I knew this card would raise a lot of shit for a lot of people. I knew some would see it as bad taste and the admin would probably think I should take it down. I didn’t care. It was my shit, too, and this was how I was releasing it.
This was the first card I’d ever painted. It was how I had moved forward. It also had never been shown to anyone.
It was a close-up of two wrists, the hands upraised and a dagger resting in the palms. Across the wrists were ten slashes, five per hand. Blood dripped down the wrists and across the blade. Around the edges of the painting were pieces of notebook paper I’d collaged in. Actual entries from my actual journal, the pen smudged from tears and glue, all noting how alone I felt. How tired I was of being different. Of feeling abandoned.
The card’s meaning was pretty fucking obvious: Defeat. Death. Loss of hope.
I put those cards in sequence, right at the entrance. If I was going to tell a story with my thesis, I was going to do it honestly. And luckily, from there, the cards got a little more uplifting in their tale. Islington had been my turning point; well, one of many turning points. At least the school had been for the better.
There was The Wheel of Fortune—a golden spinning wheel with a raven emblazoned on the hub and multicolored strands weaving the Milky Way—and The Star—a constellation reflected in a pool of water held within a statue’s hands. The Three of Pentacles had snippets of my acceptance letter to Islington, which was mirrored in its sister card, Eight of Pentacles. The Three was all about creation and physical beauty. Eight was hard work and dedication.
It didn’t seem like a project that would take very long—I was just hanging thirteen paintings, after all—but once I got all thirteen of the cards up, I began to fine tune.
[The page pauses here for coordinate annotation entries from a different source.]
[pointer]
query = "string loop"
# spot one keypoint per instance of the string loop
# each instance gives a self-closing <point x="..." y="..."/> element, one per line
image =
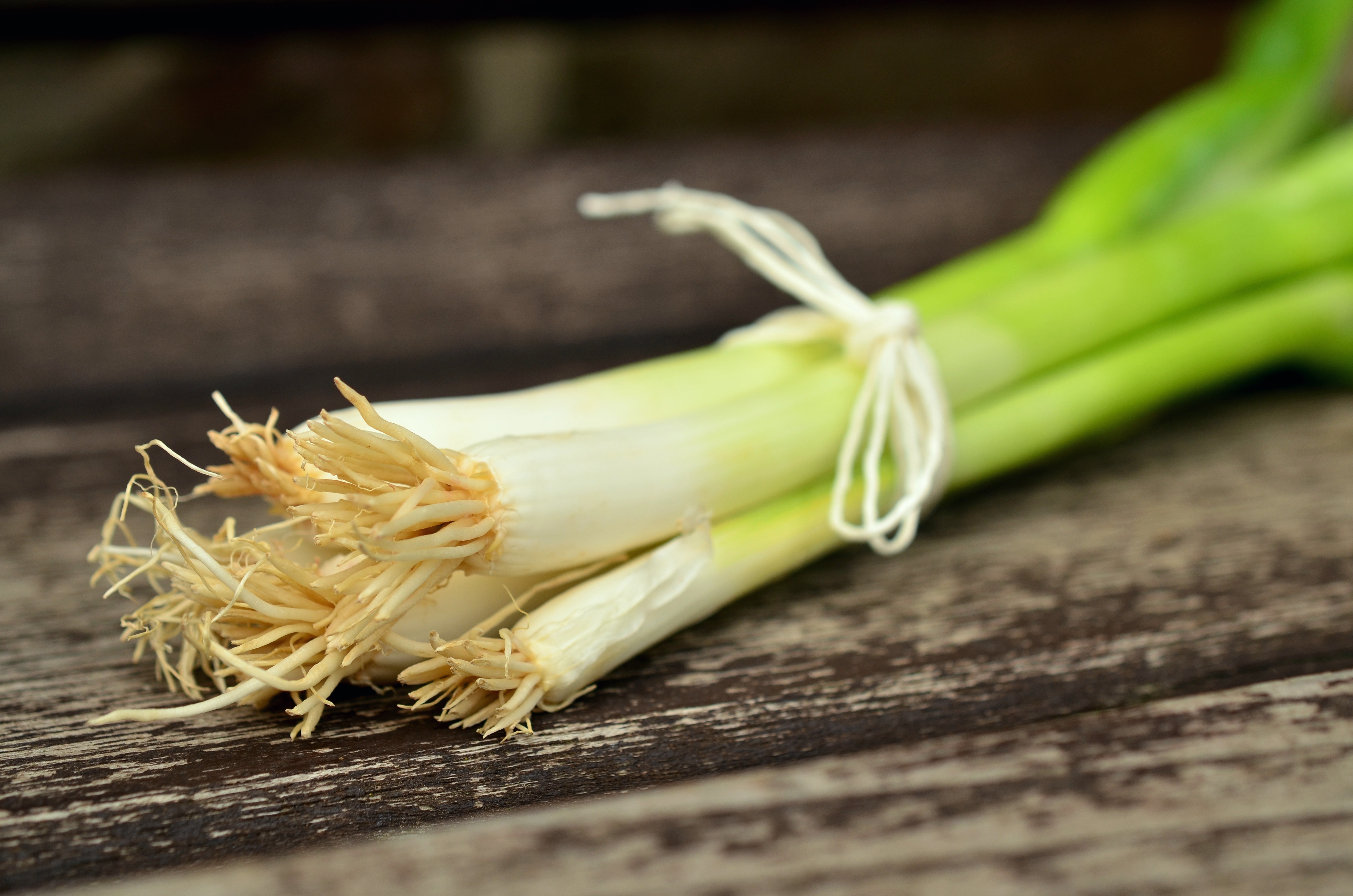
<point x="900" y="409"/>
I moved cards around, changed height and distance and looked at them from all angles to make sure nothing looked cluttered (unless, like the cards at the beginning, I wanted it to look cluttered and chaotic). I took out a spool of silver thread and began connecting the cards, making patterns and dreamcatchers and knots. Anyone who knew how to read the cards would be able to follow a single thread and get an entirely different story from the connections. Order was everything, and I was hoping people would be able to discern different stories based on which way they viewed.